Advancing methods for patient-centred measurement in acute in-patient and emergency department sectors of care
Analysis 1. Side-by-side comparison of PROMs
Aim: To compare scores and validity evidence on the VR-12 and the EQ-5D.
1. How do the rates of missing data compare for the EQ-5D and VR-12?
2. How do the distributions of scores from the VR-12 and EQ-5D compare? For example, is there evidence that one instrument is less susceptible to producing skewed distributions or a restricted range of scores?
3. Are there significant differences in the scores from the VR-12 and EQ-5D for different groups and settings?
4. Is there evidence of measurement bias (differential item functioning) for one or both PROMs? If so, is there more bias for one of the PROMs?
5. What is the association between each of the PROMs and other measures of health status?
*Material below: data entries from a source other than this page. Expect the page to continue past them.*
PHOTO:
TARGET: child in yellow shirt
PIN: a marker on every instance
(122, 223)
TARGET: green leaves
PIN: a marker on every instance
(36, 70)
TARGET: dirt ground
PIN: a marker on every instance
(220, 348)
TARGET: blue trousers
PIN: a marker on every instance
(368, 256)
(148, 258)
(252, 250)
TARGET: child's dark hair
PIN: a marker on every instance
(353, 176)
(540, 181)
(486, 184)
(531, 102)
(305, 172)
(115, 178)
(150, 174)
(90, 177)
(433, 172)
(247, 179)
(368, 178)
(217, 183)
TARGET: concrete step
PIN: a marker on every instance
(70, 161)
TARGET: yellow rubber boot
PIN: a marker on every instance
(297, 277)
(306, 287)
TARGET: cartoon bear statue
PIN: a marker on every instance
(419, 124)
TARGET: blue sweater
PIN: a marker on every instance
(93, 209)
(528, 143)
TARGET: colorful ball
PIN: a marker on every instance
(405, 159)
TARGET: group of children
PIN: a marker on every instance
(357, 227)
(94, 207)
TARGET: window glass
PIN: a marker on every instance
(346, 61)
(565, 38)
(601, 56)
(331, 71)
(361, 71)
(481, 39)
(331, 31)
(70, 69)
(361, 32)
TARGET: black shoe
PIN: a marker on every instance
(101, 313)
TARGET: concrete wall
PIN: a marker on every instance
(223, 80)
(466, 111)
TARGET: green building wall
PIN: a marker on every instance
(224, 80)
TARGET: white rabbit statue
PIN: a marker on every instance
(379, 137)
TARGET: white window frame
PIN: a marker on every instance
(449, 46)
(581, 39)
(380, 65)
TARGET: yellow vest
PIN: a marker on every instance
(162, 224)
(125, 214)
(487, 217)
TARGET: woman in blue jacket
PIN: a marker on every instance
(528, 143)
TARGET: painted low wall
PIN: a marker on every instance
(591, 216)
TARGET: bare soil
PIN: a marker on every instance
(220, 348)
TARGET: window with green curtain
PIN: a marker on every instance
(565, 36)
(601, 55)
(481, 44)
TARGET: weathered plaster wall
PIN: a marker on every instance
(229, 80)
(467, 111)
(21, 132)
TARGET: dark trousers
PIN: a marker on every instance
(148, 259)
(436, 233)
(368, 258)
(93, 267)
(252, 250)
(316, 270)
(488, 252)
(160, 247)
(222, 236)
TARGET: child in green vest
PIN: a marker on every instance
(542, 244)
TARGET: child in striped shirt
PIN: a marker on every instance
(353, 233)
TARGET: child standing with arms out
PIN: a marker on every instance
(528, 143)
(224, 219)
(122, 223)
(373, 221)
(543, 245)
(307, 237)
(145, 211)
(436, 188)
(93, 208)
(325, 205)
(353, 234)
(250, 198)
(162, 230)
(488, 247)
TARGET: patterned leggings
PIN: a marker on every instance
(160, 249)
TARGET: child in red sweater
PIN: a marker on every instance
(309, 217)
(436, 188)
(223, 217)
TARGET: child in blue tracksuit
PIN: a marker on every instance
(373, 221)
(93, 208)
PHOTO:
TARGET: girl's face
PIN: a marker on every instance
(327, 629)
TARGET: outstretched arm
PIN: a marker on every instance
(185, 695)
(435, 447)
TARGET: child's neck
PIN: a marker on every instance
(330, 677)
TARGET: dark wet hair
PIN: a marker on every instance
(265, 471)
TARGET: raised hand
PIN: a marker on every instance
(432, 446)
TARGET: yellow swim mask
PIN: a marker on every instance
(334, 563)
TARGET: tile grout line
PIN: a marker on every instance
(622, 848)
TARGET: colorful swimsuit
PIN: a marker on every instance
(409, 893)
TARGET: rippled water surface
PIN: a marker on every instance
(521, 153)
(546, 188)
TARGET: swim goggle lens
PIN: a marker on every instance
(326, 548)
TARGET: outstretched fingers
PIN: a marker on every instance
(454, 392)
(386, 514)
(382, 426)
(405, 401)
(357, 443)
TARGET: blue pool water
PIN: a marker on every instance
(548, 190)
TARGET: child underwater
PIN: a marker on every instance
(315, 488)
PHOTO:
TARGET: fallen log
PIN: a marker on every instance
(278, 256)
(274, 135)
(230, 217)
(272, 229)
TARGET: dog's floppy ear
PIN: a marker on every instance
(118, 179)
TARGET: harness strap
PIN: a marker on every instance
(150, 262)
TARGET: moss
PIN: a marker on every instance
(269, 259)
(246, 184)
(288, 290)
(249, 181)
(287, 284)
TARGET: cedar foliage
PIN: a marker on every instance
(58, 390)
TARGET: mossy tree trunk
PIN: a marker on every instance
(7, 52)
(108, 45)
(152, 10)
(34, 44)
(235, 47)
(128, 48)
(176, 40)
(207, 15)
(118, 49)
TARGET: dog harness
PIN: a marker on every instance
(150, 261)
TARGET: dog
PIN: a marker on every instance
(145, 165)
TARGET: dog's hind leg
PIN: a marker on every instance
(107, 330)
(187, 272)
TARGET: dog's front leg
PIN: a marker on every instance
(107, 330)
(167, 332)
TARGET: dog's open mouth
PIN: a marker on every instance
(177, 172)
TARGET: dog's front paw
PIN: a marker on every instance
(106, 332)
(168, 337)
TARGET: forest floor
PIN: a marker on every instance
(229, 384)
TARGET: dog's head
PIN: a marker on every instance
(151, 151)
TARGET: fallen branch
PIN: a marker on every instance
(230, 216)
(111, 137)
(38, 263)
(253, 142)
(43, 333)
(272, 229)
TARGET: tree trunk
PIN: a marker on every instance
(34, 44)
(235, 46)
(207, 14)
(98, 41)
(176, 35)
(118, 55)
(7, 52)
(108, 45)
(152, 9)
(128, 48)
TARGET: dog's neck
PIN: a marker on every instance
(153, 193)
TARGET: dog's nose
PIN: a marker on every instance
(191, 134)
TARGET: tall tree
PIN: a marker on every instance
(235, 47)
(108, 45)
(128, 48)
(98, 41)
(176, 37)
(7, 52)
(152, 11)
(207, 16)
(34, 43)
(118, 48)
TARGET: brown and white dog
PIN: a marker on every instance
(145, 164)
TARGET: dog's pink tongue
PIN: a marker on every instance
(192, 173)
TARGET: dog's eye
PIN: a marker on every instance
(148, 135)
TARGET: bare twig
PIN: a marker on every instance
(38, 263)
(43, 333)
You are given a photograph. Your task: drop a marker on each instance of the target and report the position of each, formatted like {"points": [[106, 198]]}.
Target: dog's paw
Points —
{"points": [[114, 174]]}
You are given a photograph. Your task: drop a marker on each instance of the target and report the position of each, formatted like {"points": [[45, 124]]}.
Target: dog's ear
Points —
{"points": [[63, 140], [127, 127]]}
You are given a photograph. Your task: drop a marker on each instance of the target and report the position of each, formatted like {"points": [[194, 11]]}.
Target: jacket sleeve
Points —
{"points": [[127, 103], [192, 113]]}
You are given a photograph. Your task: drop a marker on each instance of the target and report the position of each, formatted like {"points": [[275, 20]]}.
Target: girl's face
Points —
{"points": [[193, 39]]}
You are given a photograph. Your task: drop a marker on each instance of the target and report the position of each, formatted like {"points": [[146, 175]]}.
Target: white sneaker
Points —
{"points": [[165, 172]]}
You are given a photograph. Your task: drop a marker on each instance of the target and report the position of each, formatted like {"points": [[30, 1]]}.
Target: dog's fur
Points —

Does one instrument appear to be more strongly correlated with health status indicators, both concurrent and predictive?
Analysis 2: Associations between patient-reported experiences and patient-reported outcomes
Aim: to describe the associations between generic PROMs (VR-12 and EQ-5D) and PREMs.
1. To what extent are PROM and PREM scores related?
2. Are some PROM and PREM domains more highly related than others?
3. Can the Wilson and Cleary (1995) Framework for PROMs be adapted to be inclusive of PREMs?
Analysis 3: Key driver analyses of PREMs
Aim: to investigate statistical methods for determining the relative importance of patient-reported experiences in relation to global patient experience and patient-reported outcomes.
1. What is the relative importance of PREM dimensions and items explaining variance in global patient experience?
2. What is the relative importance of PREM dimensions and items explaining variance in patient-reported physical and mental health outcomes?
3. What is the relative importance of PREM dimensions and items explaining variance in patient-reported health utility scores?
Analysis 4: Computerized Adaptive Testing and PREMs
Aim: to test the application of computer adaptive testing (CAT) methods to patient-reported experience measures.
1. Identify a statistical dimensional structure for the CPES-IC items that is compatible with CAT.
2. Examine heterogeneity in the population with respect to the identified dimensional structure.
3. Establish and validate CAT scoring algorithms.
Analysis 5: Missing data and representativeness
Aim: Examine sample under-representation in patient-centred measurement data, including type of missing data and sampling information characteristic of surveys in our province).
1. Describe and examine the extent of sample under-representation.
2. Investigate methodological approaches to address the impact and consequences of sample under-representation.
3. Develop expository resources to support analysts and applied researchers in understanding the problem and implementing methods for addressing sample under-representation.
Wilson, I. B., & Cleary, P. D. (1995). Linking clinical variables with health-related quality of life. A conceptual model of patient outcomes. JAMA, 273(1), 59-65.